Segni sacri
Questo è anche il contenuto della prima lettura di oggi. Abbiamo sentito un ricordo caro alla memoria di Israele. Al tempo di Giosuè, coloro che attraversarono il Giordano vennero invitati dai loro capi tribù a raccogliere dodici pietre levigate dal fiume, da porre in un luogo predisposto, perché fossero memoriale per chi sarebbe venuto dopo quell’ingresso memorabile dei padri nella Terra Santa. Un invito a custodire la memoria, un invito a realizzare delle costruzioni, delle realtà, dei segni, per fare memoria per generazioni di quello che era avvenuto. Guardate la nostra Italia. È piena di edicole, ex voto, cappelle in campagna, in montagna, lungo i fiumi…. Santuari di ogni genere anche nei luoghi più remoti… Tutti nati da qualche segno, da qualche devozione, taluni da miracoli. Perché sono qui questi segni? Per ricordarci di Dio e della fede. Noi, purtroppo, molto spesso non vediamo nemmeno questi segni sacri! O, se li vediamo o addirittura li cerchiamo, è per via di qualche cosa di particolarmente rilevante dal punto di vista artistico. Abbiamo dimenticato la cosa più importante: la fede!
Per noi
Forse vale la pena di rileggere attentamente il Vangelo che ci porta la domanda: “Sono molti o sono pochi quelli che si salvano?”. Credo che molti si domanderanno: ma che domanda è? Cosa ci interessa, adesso, in mezzo a questa calda estate, se si salvano in pochi o in tanti? Credo che la domanda si spenga in moltissimi dei nostri cuori…
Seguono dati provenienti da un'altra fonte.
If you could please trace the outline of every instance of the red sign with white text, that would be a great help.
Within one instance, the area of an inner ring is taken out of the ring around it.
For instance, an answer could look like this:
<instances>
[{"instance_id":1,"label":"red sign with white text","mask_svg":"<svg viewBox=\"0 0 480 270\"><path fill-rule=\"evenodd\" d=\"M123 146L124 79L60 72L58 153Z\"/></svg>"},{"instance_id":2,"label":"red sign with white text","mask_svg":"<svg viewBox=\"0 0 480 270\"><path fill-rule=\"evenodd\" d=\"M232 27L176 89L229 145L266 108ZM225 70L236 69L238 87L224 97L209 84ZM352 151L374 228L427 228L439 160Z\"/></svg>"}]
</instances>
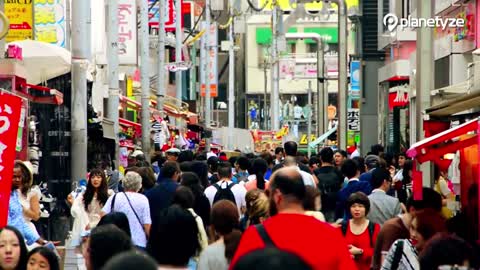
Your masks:
<instances>
[{"instance_id":1,"label":"red sign with white text","mask_svg":"<svg viewBox=\"0 0 480 270\"><path fill-rule=\"evenodd\" d=\"M7 225L22 99L0 90L0 228Z\"/></svg>"}]
</instances>

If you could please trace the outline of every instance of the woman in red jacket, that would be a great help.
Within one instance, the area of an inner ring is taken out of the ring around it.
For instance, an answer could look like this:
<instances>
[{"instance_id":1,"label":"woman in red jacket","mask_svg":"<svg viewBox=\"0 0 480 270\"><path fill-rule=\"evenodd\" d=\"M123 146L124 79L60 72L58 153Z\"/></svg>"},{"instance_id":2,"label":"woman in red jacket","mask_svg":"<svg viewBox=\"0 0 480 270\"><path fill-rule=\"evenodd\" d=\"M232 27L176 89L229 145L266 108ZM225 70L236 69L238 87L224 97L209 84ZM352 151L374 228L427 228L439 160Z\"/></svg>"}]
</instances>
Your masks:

Il Vangelo, invece, ci chiede di riaccenderla, di fare in modo che, magari anche attraverso l’incontro con qualche segno sacro, si possa riaccendere l’interesse per la fede. Da questo punto di vista l’estate potrebbe essere davvero un tempo privilegiato. Un tempo privilegiato per un incontro con Dio, per una lettura, per una visita che accende nel cuore le domande forti dell’esistenza…
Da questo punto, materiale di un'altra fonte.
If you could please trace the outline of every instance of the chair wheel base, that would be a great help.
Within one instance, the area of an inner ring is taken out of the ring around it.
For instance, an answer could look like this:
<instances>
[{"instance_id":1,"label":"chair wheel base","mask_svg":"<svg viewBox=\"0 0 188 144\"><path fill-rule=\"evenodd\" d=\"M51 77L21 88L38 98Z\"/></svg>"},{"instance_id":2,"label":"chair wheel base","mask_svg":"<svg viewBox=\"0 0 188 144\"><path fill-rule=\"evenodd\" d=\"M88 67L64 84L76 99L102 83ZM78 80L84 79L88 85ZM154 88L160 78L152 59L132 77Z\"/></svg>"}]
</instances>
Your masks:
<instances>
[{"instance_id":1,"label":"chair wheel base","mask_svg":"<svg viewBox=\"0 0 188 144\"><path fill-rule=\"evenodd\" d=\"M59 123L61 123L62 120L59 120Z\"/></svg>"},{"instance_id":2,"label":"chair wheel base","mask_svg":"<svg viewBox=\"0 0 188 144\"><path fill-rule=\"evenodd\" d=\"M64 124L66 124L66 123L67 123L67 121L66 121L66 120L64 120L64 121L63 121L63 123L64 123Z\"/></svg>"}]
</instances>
Vedete, dunque, che il Vangelo non pone una domanda oziosa ma, in fondo, ci chiede una cosa importante. Cosa fai tu per la tua anima? Tu che fai tante cose per il tuo corpo, che lo curi, lo nutri, te ne occupi da molti punti di vista, cosa fai, invece, per la salute e la salvezza della tua anima?
A ciascuno di noi è chiesto di dare risposta…
Proviamo ad occuparci un po’ di più della nostra anima… ristoreremo il cuore e, così, anche il corpo!